# any others in iowa?



## MummyOf5 (Sep 6, 2012)

I'm in Iowa, unfortunately in the opposite corner of the state


----------



## thanosstar (Aug 5, 2012)

aww lol. where abouts?


----------



## IowaGuy (Jul 30, 2012)

I'm in the exact center of Iowa....


----------



## MummyOf5 (Sep 6, 2012)

We used to live about 8 miles west of Story City. Hubby decided that he wanted to move back to the family farm so now we're in the south west corner of the state.


----------



## IowaGuy (Jul 30, 2012)

MummyOf5 said:


> We used to live about 8 miles west of Story City. Hubby decided that he wanted to move back to the family farm so now we're in the south west corner of the state.
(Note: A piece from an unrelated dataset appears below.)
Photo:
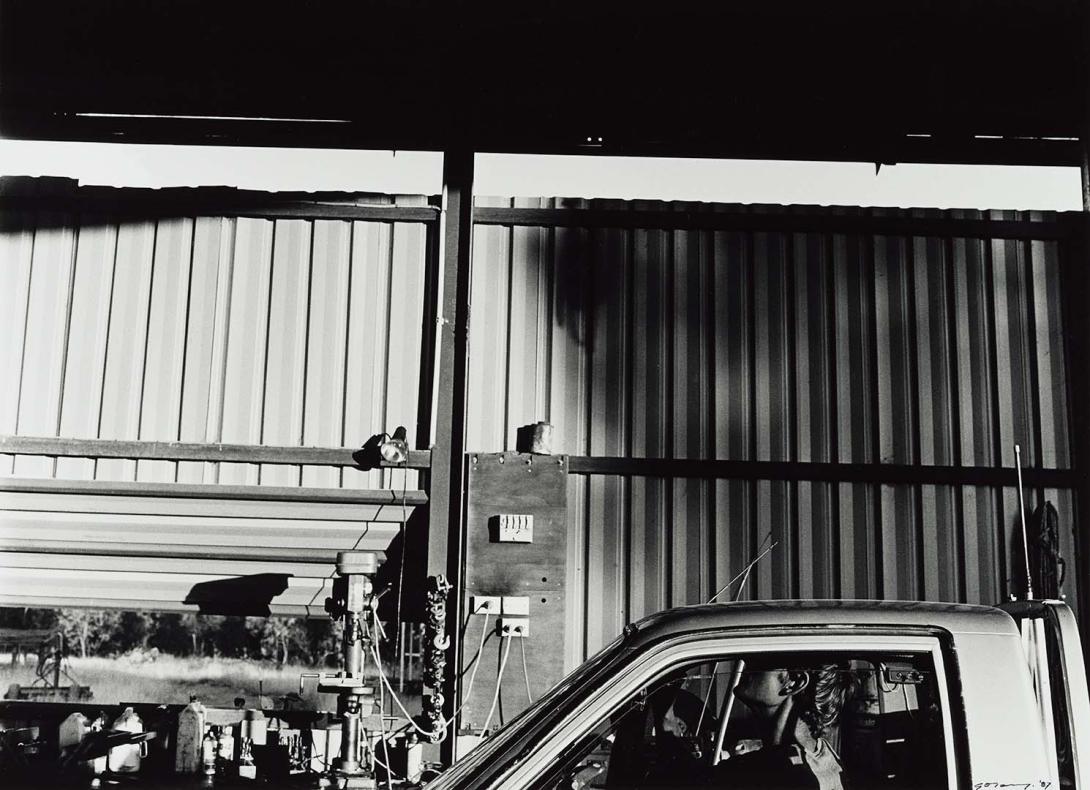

I lived in Story City for 3-4 years, I can't do small towns. I'm a city slicker


----------



## MummyOf5 (Sep 6, 2012)

Story City is a city compared to where we live now! lol


----------



## shadowless (May 1, 2009)

No doubt, Mummy Of 5. Iowa is pack-filled with villages and small towns. It was a bit of culture shock at first. I found it disturbing when strangers kept waving, and about flipped out when we had to drive around a huge Bingo Tonight sign that had been wheeled out into the middle of the "Main Street" intersection. I think Story City might be considered "too big" a city by some of the folks around here. Yep, I said folks. See what this place does to a person?!?!? Hope you all had a fun Halloween, nonetheless.


----------